Sunday, November 22, 2015

Visiting Africa is not all black and white

People much more eloquent than me have written about Africa being a place of contrasts. After only a couple of days in Uganda, I can well understand what they mean.

The generosity and graciousness with which we have been received is humbling. Many of them  know Paul and Sue from their previous visits and the ongoing work that Uganda Kids makes happen, especially in a couple of local schools and the parish. We have been ferried, from place to place, by a lovely local couple, Lucy and Aloysius (she is a nurse, he is the principal of one of St Joseph's School), and also hosted at their home for lunch.

There is a genuine warmth to their greetings, an appreciation of the effort we have made in travelling across the seas to be with them at this time. Forget the eyes being mirrors to the souls - for Ugandans, it is their smiles that illuminate and inspire, whether they be shy and sheepish or dazzling and captivating, white teeth emerging Cheshire-cat like in the midst of their ebony faces.

But the flipside of this warmth and welcoming nature is a tendency towards self-serving: a politician who attends Mass, coincidentally at the height of an election campaign; wives attending a married couples' group burrowing through a gift basket of jewellery and taking more than the solitary item suggested; elderly people lamenting about their lot in life, in the hope that they may be able to elicit enough sympathy that it will lead to financial largesse.

The contrast, however, does not lie in these external observations. The above actions hardly distinguish Ugandans from any other people in the human race - deep down, we all have a tendency towards self-interest! The paradox I am referring to is the one that lies within....

I sit in the community sessions and find myself becoming uneasy with some of what is being shared.
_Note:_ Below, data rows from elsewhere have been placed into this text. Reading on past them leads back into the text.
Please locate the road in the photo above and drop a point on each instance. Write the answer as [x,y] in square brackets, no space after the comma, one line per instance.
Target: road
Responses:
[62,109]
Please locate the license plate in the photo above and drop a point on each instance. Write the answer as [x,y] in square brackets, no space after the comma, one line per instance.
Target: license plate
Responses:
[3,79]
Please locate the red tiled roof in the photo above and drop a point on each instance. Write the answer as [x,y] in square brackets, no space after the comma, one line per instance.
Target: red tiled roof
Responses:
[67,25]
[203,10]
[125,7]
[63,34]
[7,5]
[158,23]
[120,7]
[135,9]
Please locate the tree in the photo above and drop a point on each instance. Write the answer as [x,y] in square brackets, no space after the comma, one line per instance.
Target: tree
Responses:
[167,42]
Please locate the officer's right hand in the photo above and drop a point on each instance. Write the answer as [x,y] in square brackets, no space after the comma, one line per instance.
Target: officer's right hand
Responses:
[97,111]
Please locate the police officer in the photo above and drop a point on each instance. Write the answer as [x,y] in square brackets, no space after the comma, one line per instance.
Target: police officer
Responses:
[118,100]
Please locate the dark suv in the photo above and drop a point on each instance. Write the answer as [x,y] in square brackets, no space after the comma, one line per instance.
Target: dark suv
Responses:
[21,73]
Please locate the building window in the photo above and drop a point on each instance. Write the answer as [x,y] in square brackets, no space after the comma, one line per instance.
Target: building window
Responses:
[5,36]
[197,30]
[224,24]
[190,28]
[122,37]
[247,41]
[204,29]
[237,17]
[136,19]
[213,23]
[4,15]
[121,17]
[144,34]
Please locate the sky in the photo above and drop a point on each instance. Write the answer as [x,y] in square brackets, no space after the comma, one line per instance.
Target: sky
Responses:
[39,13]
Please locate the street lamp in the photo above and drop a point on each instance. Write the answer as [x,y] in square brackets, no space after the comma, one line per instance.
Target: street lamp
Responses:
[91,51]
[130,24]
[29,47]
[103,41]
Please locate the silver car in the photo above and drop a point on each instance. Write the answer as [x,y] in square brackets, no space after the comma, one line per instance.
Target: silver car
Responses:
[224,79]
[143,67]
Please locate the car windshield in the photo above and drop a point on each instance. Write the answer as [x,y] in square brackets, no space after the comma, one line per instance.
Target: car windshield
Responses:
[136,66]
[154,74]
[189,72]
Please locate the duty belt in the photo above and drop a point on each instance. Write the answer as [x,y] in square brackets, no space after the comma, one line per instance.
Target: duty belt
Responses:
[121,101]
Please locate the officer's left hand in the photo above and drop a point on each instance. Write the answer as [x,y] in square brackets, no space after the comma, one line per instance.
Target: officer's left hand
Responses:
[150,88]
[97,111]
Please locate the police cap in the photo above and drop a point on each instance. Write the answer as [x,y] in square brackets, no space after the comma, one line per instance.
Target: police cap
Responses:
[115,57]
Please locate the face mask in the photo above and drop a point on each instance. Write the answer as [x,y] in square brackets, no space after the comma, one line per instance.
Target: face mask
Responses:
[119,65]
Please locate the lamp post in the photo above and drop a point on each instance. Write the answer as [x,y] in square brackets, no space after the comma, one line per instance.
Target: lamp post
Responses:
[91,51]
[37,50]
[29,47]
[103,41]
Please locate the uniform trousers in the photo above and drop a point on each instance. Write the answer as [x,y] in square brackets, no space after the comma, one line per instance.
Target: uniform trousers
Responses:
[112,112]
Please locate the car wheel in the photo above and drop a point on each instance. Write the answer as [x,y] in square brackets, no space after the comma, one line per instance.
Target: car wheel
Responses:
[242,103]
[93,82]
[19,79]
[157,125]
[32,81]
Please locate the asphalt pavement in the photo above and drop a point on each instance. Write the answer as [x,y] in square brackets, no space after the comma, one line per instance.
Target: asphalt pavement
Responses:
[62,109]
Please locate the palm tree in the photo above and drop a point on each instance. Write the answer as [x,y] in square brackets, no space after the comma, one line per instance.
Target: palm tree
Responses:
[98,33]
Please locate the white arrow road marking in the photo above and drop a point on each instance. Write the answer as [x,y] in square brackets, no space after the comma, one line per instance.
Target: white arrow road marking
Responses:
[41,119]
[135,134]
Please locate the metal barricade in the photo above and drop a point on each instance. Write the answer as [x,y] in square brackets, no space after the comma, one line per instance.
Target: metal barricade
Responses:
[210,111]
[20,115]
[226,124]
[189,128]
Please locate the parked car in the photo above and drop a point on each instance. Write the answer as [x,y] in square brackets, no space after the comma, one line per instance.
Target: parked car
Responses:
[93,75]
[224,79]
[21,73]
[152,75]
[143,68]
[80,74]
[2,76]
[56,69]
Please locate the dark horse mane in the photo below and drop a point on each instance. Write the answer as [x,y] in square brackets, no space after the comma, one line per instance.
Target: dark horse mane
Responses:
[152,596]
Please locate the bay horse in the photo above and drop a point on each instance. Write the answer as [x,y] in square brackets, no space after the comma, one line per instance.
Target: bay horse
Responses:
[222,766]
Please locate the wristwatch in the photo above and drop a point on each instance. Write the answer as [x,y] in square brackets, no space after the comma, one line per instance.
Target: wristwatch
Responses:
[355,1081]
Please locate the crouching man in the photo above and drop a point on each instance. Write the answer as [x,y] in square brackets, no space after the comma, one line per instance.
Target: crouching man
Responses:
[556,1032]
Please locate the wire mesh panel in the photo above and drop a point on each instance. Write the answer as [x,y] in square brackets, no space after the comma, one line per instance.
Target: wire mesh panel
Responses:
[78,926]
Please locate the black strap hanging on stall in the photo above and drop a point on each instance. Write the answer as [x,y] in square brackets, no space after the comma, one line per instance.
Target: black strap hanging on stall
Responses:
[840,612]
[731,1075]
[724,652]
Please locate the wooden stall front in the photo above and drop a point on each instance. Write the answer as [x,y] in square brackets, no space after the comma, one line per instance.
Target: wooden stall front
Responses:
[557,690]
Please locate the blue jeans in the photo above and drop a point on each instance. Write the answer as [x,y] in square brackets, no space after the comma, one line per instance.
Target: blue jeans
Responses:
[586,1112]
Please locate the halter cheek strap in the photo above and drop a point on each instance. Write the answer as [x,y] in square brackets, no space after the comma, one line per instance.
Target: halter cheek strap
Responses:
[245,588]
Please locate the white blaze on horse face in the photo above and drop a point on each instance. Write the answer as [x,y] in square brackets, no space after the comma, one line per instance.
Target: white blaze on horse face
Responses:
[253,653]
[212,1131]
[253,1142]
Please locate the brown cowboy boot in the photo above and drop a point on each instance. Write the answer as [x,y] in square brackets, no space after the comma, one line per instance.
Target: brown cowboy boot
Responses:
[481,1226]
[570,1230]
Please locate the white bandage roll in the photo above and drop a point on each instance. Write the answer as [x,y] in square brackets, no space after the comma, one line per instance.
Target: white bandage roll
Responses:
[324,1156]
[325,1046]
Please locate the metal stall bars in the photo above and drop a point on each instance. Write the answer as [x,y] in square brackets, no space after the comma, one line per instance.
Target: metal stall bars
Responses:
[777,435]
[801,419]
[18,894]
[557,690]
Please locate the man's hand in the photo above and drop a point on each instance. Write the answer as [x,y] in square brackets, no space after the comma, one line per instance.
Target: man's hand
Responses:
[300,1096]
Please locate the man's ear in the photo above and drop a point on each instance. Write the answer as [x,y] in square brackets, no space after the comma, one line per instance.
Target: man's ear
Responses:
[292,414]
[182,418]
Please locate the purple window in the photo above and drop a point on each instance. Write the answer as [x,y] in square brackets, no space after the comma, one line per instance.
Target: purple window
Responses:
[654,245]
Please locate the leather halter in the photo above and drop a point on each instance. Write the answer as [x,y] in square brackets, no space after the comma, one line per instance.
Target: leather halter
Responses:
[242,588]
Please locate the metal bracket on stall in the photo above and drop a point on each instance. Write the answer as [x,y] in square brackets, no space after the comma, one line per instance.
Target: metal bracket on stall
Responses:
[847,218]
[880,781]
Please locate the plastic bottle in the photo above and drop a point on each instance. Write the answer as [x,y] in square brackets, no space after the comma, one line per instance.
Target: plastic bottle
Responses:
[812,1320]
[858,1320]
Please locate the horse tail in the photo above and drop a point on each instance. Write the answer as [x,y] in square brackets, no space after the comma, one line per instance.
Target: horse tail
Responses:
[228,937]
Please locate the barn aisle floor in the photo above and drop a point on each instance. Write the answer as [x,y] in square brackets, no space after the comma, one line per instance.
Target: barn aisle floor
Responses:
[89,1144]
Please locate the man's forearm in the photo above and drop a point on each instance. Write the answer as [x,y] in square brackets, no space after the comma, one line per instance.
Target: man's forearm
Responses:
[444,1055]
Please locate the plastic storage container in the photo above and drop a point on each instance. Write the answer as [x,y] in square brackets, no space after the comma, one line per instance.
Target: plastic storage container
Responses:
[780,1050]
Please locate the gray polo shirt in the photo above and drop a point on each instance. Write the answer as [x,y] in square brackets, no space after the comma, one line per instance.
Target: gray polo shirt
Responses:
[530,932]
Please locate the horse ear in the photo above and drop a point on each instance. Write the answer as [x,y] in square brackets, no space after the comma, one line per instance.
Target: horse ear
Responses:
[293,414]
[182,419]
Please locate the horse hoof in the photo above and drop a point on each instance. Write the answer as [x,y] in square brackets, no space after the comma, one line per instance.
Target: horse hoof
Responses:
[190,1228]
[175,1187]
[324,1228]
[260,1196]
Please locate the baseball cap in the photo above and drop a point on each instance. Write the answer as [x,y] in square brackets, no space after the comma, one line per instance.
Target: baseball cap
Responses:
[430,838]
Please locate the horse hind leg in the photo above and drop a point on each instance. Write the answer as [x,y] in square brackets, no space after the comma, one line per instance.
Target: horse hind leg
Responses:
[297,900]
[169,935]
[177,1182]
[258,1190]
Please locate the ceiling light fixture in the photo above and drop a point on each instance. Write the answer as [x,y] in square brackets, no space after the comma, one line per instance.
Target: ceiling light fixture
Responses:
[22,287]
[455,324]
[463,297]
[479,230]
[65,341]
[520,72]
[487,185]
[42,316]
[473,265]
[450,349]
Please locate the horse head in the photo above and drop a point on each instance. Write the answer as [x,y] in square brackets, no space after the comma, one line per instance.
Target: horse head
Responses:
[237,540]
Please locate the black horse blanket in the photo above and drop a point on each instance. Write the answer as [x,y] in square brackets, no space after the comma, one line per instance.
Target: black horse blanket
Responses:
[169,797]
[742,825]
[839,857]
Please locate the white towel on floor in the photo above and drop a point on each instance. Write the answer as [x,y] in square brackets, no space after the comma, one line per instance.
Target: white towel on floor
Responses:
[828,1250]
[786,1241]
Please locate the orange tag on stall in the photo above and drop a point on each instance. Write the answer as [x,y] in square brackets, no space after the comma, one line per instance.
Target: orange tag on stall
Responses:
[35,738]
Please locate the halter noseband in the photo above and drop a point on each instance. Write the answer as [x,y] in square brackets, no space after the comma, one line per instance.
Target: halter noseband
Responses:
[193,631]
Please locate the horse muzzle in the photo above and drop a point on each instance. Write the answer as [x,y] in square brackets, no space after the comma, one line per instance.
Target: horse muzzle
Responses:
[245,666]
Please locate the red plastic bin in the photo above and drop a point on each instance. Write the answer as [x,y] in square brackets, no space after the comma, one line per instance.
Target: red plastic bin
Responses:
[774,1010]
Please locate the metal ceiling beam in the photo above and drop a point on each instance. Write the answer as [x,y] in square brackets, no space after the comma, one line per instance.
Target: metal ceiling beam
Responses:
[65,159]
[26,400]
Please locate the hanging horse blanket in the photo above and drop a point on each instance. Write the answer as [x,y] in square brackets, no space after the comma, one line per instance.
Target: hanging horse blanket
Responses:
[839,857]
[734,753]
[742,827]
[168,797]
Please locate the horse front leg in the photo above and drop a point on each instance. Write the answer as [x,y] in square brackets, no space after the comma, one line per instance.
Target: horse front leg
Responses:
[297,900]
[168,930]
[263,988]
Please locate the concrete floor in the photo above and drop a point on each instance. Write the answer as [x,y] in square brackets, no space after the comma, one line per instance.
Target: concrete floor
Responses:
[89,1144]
I am making judgements, either about what is being articulated or about the people speaking. It is not my intention to do this but the habits of a life-time are hard to stifle, even if I am a long way from home. 

And then it dawns on me: this type of sharing - the process of coming together and sitting around in a circle, to speak openly about topics important to the hearts and minds of the Ugandan people, is the way things are done here. It is the dialogue, the talking, that is key. This is what I mean by 'contrast' - my western expectations, my tendency towards speaking with a point in mind, compared with the Ugandan way of simply being together. 

Even the Mass reflected this, in all its 120 minute glory, colour and reverence. Time with God, their Creator and Saviour, is not something to be rushed, slotted into the multitude of other commitments from which we, in other cultures, so readily bounce.

We spent time with three different parish groups yesterday: the elderly, the Married for Life and the women. In each gathering, significantly conducted in circles (no-one was at the head, everyone could see everyone else), I learned much about Ugandan cultural issues, its past and various sociological trends.

But the greatest lesson learned was realising that the real "heart of darkness" of Africa is that which we carry within us.